0173 - We need to consider the resource usage of our job carefully.
0174 - Pathing can be tricky, we need to make sure the farm/compute node picks up the correct paths such as $DETECTOR_PATH (this is a common job error).
0175 - As always, TEST first. Run a small job that runs quickly interactively, THEN submit it is a small compute job. Compare the outputs.
0176
0177 For our first point, one easy (and not recommended for Condor jobs!) way to do this is via an EOF line -
0178
0179 ```bash
0180 #! /bin/bash
0181
0182 cat <<EOF | eic-shell
0183 ./Basic_Bash.sh
0184 EOF
0185
0186 exit 0
0187 ```
0188 This just starts eic-shell and runs our earlier script. We can run this WITHOUT running eic-shell first. Note that this is a bit of a cheat to address a pathing issue. $DETECTOR_PATH will be interpreted by the script BEFORE the EOF script so our variable will be mis-set. We can get around this by running a script. Ideally, for our compute job, we should probably also explicitly set our paths to eic-shell and the bash script in some way.
0189
0190 With changes like this made, we could then make a quick job and submit it. This is a bit beyond the tutorials, but for some farm examples, see [this job script](https://github.com/eic/snippets/blob/main/JLab_Farm_Scripts/JLab_Farming_Job.sh) and this [job submission script](https://github.com/eic/snippets/blob/main/JLab_Farm_Scripts/JLab_Farming.sh) I use as a template. Feel free to use these as a template for your own jobs, but please thoroughly read through and understand them before submitting a huge number of jobs. Keep the comments above in mind too.
0191
0192 Also a quick disclaimer, my experience in running jobs is limited to systems I know (which does not include the BNL systems). As such, I can't advise much beyond general slurm job style questions on BNL/Condor. I'm also aware that using EOF in scripts was not encouraged in BNL jobs, see [this discussion on mattermost](https://chat.epic-eic.org/main/pl/fo9954siwigyjckasrnd4xufxw) for more.
0193
0194 ## Warnings
0195
0196 Finally, a major disclaimer. **A lot of the time, you should NOT be starting from scratch and processing through the simulation and reconstruction yourself.** There are numerous reasons -
0197
0198 - Computing time intensive
0199 - Versioning errors/mismatch
0200 - Not as reproducible (if you find an error, people will need to try and reproduce it from your environment)
0201
0202 Where possible, use files from official simulation campaigns (bringing us full circle, see the first lesson for using a simulation campaign file in a script!).
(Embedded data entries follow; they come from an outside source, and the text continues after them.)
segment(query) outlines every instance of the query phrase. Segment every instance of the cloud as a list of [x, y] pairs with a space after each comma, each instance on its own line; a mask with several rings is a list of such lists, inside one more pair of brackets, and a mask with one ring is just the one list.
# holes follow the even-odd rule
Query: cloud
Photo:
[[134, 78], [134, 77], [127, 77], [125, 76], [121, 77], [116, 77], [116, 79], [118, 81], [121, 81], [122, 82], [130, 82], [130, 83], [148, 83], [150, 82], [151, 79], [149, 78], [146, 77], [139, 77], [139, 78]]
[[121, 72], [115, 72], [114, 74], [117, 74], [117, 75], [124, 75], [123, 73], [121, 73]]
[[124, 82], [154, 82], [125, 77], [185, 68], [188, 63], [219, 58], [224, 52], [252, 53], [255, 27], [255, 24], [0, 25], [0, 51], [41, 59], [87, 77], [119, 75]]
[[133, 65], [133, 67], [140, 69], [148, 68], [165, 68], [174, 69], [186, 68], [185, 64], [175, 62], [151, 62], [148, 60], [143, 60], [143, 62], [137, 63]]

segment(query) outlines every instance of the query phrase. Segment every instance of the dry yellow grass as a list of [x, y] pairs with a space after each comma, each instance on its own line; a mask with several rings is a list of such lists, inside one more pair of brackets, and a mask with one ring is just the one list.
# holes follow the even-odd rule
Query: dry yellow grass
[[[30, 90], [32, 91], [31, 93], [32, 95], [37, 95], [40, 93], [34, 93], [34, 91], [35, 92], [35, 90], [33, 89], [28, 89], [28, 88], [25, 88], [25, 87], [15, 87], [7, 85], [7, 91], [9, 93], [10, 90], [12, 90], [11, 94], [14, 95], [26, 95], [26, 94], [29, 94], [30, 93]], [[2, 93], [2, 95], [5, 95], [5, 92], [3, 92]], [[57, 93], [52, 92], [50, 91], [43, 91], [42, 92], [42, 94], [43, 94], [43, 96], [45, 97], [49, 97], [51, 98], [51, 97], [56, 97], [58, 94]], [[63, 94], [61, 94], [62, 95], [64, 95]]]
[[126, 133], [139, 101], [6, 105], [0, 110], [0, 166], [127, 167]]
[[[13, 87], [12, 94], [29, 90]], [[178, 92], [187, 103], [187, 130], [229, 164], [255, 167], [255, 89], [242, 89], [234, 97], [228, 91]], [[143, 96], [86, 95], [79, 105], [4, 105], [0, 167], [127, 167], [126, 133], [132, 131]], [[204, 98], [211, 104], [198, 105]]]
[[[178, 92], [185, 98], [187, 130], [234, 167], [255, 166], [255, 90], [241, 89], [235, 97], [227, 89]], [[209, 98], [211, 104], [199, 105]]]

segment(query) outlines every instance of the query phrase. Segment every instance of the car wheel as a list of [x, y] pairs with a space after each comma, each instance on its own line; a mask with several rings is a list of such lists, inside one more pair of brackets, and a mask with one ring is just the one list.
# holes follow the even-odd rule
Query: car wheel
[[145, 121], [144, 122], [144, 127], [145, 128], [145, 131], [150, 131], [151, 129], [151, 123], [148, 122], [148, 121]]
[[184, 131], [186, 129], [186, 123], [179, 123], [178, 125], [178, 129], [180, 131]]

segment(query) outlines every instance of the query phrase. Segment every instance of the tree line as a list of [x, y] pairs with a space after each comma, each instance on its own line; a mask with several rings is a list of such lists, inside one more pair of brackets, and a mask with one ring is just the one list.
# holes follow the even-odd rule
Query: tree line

That being said, for testing and iterating rapidly on a design change, running small jobs yourself may be the way to go. It may also help you to understand the full process by seeing the steps involved.
0203
0204 ::::::::::::::::::::::::::::::::::::::::::::: keypoints
0205
0206 - There are a few steps to go through before we get to the file we analysed previously.
0207 - Good for testing, but use simulation campaign output where possible!